En effet, avec la démocratisation du jargon médical grâce à internet et aux réseaux sociaux, les Tunisiens ne prennent plus au sérieux ces maladies qui menacent la santé mentale des citoyens. Ils lisent en ligne des informations générales au lieu de consulter et de se faire traiter par une thérapie ou par le biais de médicaments, a déploré le professeur.

L’enfance, source des troubles psychologiques à l’âge adulte

La santé mentale tient son équilibre de l’épanouissement psychologique, physique, sociale et économique. Le fait que l’un de ces facteurs soit perturbé, la faille psychologique se creuse, et s’installe pour favoriser un déséquilibre dans la régulation de l’humeur, nous dévoile le psychiatre.

« L’humain, est également une unité sociale qui doit avoir des liens positifs avec les autres et  interagir avec eux pour préserver son bien-être, et pour se sentir valorisé et construire son amour propre. Il a besoin aussi de reconnaissance, du sentiment d’appartenance à un milieu familiale, professionnel ou autre, pour se sentir en sécurité. En revanche, toutes ces ressources ne peuvent être satisfaites que par le biais de sa personnalité construite à l’enfance, au sein du noyau familial, à l’origine de tous les maux à l’âge adulte…».

D’après le Professeur Anouar Jarraya, il ne suffit pas d’atteindre cet épanouissement, mais c’est la manière de s’en apercevoir qui décide de la jouissance de la vie… « Cette vision se construit en premier lieu, à partir de la relation avec la mère. Ce lien est crucial dans la régulation de l’humeur de l’adulte et de sa perception du monde. »
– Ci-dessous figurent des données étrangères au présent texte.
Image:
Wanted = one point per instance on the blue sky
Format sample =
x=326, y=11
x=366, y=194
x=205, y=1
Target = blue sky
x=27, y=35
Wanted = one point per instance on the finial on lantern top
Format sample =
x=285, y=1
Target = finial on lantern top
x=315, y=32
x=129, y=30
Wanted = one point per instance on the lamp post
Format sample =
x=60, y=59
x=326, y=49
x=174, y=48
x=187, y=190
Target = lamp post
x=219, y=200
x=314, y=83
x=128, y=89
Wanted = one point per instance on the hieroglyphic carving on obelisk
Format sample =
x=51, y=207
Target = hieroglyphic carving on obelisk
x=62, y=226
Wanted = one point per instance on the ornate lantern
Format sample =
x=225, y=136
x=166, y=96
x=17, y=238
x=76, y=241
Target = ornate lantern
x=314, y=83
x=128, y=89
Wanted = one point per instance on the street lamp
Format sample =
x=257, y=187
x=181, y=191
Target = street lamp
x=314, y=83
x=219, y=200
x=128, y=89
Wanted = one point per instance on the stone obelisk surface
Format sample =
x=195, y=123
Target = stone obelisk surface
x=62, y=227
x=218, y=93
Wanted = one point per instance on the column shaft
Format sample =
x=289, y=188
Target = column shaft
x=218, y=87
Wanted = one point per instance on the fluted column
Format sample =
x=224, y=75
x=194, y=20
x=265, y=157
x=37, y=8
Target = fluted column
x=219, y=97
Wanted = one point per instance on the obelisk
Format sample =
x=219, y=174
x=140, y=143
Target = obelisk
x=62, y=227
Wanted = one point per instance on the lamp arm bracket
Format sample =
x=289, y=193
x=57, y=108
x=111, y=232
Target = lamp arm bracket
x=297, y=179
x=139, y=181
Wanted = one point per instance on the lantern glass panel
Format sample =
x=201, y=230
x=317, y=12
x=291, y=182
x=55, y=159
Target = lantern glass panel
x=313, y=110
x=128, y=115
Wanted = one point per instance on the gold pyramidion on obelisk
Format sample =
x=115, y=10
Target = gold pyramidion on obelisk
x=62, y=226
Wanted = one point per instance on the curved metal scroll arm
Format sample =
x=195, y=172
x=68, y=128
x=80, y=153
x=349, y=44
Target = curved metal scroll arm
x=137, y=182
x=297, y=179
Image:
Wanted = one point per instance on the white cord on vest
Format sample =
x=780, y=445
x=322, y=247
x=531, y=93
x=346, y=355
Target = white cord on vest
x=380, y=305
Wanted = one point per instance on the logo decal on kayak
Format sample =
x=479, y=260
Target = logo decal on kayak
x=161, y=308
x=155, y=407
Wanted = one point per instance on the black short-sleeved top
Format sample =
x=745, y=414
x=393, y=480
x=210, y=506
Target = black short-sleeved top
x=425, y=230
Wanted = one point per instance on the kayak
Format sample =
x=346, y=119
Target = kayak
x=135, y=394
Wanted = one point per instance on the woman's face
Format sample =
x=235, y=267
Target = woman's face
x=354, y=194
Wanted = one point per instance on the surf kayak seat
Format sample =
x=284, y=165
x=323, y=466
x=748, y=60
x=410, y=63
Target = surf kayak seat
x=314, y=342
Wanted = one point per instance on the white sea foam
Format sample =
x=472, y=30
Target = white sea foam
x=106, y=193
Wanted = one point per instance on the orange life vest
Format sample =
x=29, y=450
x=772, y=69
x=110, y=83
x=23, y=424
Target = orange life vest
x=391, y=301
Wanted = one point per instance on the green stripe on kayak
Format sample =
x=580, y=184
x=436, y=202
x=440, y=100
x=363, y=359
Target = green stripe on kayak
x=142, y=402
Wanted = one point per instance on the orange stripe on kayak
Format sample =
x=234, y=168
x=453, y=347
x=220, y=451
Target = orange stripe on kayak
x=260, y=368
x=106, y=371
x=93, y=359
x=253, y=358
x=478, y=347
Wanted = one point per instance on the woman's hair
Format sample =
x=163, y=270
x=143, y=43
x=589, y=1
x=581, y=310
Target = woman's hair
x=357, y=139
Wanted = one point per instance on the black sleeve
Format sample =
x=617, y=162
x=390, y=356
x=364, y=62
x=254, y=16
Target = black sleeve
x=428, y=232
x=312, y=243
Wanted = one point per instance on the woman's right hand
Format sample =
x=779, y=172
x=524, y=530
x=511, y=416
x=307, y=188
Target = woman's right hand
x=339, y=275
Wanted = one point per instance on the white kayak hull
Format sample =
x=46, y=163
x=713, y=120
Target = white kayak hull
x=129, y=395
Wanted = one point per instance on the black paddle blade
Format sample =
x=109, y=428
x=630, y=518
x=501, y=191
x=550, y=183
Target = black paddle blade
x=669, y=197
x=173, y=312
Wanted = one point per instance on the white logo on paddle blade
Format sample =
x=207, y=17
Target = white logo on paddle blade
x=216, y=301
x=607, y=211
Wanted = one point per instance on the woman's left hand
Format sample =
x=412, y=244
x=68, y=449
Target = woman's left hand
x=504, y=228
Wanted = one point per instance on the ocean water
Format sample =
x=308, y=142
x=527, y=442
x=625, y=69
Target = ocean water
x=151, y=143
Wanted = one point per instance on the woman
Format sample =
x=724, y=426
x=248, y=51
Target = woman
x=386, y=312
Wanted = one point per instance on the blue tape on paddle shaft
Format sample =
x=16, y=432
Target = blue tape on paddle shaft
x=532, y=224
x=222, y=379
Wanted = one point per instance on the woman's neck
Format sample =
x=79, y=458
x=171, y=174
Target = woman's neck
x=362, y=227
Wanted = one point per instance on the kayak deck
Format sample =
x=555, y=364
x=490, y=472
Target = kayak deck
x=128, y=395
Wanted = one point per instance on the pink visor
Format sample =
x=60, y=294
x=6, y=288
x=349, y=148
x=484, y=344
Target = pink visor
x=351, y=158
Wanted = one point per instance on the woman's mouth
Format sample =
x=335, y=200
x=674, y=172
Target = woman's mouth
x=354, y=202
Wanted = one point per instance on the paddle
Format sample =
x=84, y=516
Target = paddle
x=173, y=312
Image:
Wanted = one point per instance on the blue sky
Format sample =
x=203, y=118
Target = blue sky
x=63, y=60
« L’état psychologique défaillant nait à un âge très précoce »

 « Le nourrisson, à partir de l’âge de 8 mois, cumule les sentiments qu’il reçoit de la personne qui le materne. Le toucher nerveux et anxieux de ses doigts lorsqu’elle le tient, la manière froide de lui faire un câlin, les regards et le ton de sa voix disent long sur les relations futures de l’enfant qui les reçoit…Une telle interaction « sèche » s’en déduit, la méfiance, l’insécurité, le sentiment de solitude, le retrait et une baisse permanente du moral à l’âge adulte. Aussi, durant l’enfance, c’est la relation instaurée entre ses parents, qui va définir notre vision sur les autres et sur le monde. Le moindre détail défaillant pourrait perturber psychologiquement l’être humain, et préparer un terrain favorable à la tristesse, la mélancolie, et puis l’incapacité de pouvoir jouir de la vie et de surmonter ses épreuves. Le manque de tendresse, recevoir une éducation dure d’un parent, et très permissive d’un autre parent, pourrait également perturber l’enfant, et le noyer dans l’incertitude, l’incompréhension, l’ambiguïté et la perte des repères même en étant adulte ».
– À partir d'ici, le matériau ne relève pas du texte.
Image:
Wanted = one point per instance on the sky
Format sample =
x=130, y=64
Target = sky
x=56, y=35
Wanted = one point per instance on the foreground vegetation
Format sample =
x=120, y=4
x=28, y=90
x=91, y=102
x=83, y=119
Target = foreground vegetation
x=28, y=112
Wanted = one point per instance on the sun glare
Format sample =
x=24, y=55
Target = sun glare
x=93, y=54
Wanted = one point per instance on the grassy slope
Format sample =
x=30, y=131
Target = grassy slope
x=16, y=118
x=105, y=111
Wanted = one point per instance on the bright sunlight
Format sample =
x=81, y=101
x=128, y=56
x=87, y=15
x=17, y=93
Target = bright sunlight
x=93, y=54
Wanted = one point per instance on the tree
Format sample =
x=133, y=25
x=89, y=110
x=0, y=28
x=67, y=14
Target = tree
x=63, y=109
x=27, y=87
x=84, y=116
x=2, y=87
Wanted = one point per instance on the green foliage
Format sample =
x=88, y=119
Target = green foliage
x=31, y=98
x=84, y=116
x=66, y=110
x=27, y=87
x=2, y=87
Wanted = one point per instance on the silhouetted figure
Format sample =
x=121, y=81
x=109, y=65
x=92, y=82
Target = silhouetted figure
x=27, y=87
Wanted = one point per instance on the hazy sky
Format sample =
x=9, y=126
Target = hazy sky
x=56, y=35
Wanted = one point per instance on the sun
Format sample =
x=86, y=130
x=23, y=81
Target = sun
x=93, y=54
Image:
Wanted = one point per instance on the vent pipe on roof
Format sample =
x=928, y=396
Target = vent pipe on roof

 S’y ajoute, la relation du père avec sa conjointe, qu’elle soit harmonieuse ou conflictuelle, partiellement ou entièrement équilibrée, elle définit également l’humeur futur de l’adulte…L’enfant observe généralement, les réactions provenant de ses parents, leur manière de communiquer et de se traiter mutuellement.
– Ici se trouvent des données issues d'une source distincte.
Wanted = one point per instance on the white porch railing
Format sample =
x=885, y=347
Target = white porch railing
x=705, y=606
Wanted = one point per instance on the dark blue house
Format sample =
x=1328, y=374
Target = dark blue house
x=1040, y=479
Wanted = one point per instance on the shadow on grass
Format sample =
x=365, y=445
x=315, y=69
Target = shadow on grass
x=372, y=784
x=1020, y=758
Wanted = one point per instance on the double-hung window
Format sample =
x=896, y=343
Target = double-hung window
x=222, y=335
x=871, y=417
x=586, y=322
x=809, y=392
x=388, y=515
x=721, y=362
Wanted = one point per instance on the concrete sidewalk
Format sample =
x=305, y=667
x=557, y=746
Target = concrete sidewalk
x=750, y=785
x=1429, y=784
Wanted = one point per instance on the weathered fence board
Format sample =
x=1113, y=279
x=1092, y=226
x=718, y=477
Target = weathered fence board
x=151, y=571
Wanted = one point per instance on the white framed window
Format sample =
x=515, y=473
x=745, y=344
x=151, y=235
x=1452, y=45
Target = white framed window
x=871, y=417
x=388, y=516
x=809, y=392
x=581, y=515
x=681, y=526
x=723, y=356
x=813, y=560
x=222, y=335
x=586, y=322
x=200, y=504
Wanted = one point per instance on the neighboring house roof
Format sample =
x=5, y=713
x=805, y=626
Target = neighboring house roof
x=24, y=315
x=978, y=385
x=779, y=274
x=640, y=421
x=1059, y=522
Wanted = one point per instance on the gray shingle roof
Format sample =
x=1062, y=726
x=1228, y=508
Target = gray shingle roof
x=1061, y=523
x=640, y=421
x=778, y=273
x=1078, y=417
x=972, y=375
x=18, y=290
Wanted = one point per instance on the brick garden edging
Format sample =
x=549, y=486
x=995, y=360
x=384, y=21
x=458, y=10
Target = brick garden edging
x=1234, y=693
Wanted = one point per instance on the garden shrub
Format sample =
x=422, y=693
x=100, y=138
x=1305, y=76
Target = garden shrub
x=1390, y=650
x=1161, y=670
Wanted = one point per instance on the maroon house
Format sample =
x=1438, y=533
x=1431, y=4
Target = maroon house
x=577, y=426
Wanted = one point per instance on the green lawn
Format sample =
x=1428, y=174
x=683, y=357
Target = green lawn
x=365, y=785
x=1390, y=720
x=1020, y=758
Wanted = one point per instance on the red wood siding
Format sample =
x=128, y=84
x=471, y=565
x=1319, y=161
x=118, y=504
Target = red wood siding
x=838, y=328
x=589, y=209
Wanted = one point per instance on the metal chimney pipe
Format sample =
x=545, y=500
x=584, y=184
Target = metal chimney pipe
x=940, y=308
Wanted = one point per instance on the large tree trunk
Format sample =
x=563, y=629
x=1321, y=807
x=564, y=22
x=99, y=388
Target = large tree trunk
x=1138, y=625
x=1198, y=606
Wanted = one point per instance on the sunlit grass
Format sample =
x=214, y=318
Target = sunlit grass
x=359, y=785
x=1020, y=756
« L’enfant note, encaisse et puis évolue avec cet apprentissage qu’il applique plus tard d’une manière innée sur les autres. Ces facteurs environnementaux vécus à la petite enfance construisent un type de personnalité qui favorise son identité construite à un âge précoce, la  dépression, notamment avec les différentes épreuves de la vie qu’on pourrait confronter plus tard, avec tout ce lourd « bagage » de ressentiments, trainés au fil des années, » conclu le professeur en psychiatrie.